Fifty-four percent of publishers that sell advertising programmatically say they intend to grow their spending on programmatic ad talent next year, according to a survey of 187 publishing executives conducted by Digiday this November. A significant amount — 42 percent of respondents — said they are making no major changes to what they allocate towards programmatic personnel next year.
One telling sign of how prevalent programmatic ad buying has become across the industry: only four percent of publishers in the survey said they would decrease the amount they spend on programmatic talent in 2019.
Overall, 2018 saw cutbacks and increased consolidation across the digital media landscape as venture capital money ran out and publishers faced the hard realities of what it takes to run a sustainable media company. Refinery29 and Vox laid of staffers while Vice instituted a hiring freeze after it missed revenue targets. Mic and LittleThings imploded and sold for a fraction of their former valuations, and 2019 is shaping up to bring more of the same.
Publishers deciding to spend more on programmatic talent — particularly programmatic sellers — is in itself a cost-cutting measure of sorts, as both publishers and ad-buyers chase technology-enabled efficiencies. “A lot of legacy sales team are contracting and a lot less manpower is needed to sell programmatic than direct,” said Michael Giunta, vice president of recruitment at AC Lion, an executive search firm that specializes in working with publishers and ad-tech companies. “Where you would hire 10 sellers to do direct sales, now a publisher can have one or two programmatic sellers and four direct sellers.”
Meanwhile, as industry consolidation continues, publishers are dependent on programmatic advertising for growing chunks of their revenues even as platforms like Facebook, Google and Amazon suck up the majority of digital ad spending.
Some say that increased publisher reliance on programmatic revenue streams may not necessarily be inflating the compensation of employees in the field, however, as more ad sellers learn the ropes in programmatic.
“Rather than hire a large programmatic staff outright, publishers are looking for someone to lead their programmatic strategy.
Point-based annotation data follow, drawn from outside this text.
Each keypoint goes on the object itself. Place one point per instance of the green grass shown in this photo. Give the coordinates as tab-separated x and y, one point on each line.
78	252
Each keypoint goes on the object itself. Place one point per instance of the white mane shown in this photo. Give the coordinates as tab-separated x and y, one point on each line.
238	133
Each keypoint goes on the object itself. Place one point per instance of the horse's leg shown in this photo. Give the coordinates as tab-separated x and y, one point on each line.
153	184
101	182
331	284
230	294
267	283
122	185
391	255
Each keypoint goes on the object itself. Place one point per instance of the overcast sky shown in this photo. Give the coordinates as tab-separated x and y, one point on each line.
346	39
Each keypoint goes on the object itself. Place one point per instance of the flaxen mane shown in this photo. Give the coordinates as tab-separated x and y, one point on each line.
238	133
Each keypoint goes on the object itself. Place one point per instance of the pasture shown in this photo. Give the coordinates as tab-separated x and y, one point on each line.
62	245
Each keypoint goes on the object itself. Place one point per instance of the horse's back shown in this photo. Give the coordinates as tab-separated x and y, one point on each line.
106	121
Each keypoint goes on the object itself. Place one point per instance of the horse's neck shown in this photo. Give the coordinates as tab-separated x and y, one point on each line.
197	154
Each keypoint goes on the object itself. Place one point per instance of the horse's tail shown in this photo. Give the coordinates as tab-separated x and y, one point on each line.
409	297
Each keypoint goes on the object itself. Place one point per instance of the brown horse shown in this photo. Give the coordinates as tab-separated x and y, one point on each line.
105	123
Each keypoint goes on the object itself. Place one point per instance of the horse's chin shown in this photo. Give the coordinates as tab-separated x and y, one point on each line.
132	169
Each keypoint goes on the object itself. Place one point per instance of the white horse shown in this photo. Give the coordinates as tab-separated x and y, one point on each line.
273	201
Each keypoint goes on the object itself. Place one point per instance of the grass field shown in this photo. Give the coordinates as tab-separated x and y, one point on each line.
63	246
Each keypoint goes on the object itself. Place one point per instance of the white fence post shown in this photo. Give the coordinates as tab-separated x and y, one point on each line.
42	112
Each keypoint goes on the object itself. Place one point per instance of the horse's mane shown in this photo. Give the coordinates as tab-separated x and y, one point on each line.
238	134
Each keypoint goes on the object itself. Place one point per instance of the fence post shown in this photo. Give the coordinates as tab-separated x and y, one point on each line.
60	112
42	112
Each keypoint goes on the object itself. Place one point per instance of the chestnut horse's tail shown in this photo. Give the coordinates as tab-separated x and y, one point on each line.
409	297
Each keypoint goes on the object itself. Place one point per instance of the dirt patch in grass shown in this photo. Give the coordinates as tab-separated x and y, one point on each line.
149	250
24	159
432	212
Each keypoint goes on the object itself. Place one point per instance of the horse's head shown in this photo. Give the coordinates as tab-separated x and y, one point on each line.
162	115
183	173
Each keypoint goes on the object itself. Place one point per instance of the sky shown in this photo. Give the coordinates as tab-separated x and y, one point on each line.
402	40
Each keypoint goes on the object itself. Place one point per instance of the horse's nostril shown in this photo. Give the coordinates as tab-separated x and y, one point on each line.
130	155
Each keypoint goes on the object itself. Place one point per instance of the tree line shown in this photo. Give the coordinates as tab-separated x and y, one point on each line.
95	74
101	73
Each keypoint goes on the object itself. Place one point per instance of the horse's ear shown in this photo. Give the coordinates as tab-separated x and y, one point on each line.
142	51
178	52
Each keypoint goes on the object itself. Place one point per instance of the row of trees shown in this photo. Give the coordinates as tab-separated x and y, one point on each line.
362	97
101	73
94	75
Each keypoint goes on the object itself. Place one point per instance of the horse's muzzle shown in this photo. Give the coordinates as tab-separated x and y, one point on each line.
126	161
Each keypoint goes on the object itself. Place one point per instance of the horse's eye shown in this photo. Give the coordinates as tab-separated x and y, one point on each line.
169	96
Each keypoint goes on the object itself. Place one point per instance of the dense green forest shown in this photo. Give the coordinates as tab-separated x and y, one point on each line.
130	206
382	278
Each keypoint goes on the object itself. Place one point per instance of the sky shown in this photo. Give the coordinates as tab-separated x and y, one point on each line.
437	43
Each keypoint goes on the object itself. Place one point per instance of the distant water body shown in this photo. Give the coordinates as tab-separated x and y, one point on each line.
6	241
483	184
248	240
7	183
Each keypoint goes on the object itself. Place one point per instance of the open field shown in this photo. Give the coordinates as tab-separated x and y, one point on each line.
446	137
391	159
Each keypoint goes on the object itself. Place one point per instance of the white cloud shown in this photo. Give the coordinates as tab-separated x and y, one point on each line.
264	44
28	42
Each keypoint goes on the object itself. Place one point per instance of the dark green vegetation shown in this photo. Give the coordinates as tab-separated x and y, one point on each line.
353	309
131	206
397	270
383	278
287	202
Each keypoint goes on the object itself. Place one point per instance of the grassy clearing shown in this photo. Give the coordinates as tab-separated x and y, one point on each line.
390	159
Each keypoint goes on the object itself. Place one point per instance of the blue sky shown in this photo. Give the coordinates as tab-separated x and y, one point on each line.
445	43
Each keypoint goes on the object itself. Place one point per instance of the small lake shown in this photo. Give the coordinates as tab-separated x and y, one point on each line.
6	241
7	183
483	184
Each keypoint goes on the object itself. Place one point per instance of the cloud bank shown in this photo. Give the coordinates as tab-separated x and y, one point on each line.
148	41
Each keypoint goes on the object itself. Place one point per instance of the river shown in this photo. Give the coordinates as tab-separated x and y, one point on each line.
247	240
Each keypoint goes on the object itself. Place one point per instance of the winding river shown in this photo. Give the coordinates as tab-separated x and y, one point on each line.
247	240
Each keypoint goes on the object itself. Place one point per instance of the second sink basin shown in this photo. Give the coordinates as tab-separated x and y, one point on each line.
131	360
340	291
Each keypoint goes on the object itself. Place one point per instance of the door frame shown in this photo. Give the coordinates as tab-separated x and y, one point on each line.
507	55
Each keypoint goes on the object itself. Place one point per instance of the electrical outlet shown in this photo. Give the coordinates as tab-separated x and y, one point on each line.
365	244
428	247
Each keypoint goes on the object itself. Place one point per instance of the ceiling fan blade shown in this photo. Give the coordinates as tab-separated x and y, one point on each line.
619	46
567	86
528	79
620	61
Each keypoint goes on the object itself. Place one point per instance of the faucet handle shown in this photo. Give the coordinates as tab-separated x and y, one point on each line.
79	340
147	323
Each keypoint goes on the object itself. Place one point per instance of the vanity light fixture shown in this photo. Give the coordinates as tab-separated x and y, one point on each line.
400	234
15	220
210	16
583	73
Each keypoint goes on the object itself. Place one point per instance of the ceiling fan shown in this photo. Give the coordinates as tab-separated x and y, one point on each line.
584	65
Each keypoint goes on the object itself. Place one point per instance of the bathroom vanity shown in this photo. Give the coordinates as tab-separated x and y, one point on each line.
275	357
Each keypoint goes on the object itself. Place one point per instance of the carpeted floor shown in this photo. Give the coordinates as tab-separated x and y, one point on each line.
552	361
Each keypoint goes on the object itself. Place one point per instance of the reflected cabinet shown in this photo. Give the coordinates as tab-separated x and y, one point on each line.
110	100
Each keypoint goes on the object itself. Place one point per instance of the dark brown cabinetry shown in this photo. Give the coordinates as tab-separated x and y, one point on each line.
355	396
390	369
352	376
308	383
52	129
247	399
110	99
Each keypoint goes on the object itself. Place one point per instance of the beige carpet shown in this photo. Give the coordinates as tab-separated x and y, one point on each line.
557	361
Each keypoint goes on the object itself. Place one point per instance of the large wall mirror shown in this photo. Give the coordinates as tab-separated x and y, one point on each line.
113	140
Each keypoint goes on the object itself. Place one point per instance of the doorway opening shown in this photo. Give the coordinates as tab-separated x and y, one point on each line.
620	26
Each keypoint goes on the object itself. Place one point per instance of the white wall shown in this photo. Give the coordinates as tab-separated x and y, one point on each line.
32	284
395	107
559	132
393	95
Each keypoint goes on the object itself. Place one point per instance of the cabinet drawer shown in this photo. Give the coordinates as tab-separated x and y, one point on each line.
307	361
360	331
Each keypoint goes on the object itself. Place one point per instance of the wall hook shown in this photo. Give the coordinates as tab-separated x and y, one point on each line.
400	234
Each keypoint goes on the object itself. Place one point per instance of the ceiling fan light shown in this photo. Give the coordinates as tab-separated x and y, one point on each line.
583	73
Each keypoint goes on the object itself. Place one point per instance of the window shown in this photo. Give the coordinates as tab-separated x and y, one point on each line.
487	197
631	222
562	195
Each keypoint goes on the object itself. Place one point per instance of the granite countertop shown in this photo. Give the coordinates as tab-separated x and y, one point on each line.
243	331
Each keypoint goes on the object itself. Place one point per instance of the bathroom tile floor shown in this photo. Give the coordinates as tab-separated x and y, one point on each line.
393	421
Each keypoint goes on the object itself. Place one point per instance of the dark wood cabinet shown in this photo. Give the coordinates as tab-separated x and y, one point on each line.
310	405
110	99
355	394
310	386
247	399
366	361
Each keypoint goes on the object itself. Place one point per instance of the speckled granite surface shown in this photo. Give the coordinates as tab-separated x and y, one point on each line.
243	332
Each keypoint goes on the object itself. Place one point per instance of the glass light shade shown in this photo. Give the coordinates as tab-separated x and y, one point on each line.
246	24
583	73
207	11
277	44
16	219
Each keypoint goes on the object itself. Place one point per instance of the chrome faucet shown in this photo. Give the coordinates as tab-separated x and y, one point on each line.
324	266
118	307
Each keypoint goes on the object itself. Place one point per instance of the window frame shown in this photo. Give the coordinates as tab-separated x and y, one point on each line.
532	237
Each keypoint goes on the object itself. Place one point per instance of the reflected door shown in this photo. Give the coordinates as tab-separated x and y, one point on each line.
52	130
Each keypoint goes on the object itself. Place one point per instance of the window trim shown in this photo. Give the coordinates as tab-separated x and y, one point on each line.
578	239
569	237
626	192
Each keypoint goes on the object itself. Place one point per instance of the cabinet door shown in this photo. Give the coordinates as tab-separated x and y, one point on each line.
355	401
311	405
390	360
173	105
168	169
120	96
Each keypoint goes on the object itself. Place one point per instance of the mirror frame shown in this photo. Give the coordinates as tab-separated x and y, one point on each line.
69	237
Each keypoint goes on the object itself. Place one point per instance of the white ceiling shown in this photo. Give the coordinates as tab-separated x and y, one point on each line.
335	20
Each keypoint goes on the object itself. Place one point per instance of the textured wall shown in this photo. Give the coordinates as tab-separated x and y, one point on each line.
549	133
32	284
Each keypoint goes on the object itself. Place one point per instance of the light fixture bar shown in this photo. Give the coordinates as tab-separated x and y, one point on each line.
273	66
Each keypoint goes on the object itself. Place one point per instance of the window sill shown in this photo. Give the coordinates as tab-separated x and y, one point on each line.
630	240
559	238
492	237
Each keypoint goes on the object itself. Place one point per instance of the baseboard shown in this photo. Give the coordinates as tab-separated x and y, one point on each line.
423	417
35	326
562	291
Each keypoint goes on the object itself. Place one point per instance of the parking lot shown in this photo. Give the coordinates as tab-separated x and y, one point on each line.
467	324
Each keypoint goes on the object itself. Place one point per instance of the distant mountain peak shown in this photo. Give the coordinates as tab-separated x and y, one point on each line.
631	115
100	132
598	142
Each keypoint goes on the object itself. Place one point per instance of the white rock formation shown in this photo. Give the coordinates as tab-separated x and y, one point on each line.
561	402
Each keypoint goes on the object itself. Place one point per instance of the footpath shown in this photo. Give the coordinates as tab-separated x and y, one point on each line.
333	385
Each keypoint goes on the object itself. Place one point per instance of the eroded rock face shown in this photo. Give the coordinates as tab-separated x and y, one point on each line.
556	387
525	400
It’s not just about managing programmatic sales teams. It’s about cultivating programmatic talent within the company from existing employees in the area, creating direct relationships with demand-side platforms [DSPs] and supply-side platforms [SSPs] and defining the data strategy.”
Outside factors like fresh competition for talent might also influence whether a company is forced to spend more on programmatic talent. One anonymous New York City-based publisher told Digiday that it was figuring out whether it should give employees a raise in an attempt to fend off companies such as Amazon from poaching their people. The online powerhouse it expected to staff up with ad-related staffers to launch its new Long Island City office in 2019.
Publishers also need to be cognizant that they are not just competing with the likes of Amazon or other publishers for programmatic talent. Certain programmatic roles, like ones that manage direct relationships with agencies and DSPs can also overlap with demand from other agencies or vendors. For example, someone at a publisher responsible for encouraging private-marketplace spending directly from an agency could be highly sought after by a DSP seeking those same ad dollars.
This raises the important issue of employee retention at publishers. Hiring and training programmatic talent is expensive, and having to do it repeatedly when employees leave in a matter of months can become a frustrating process. It becomes even more costly when publishers are forced to rely on recruiting agencies who typically charge between 20 and 30 percent of a hire’s first-year base salary. If publishers fail to ensure they keep their programmatic talent, they may ultimately be forced to spend more to attract new talent anyway.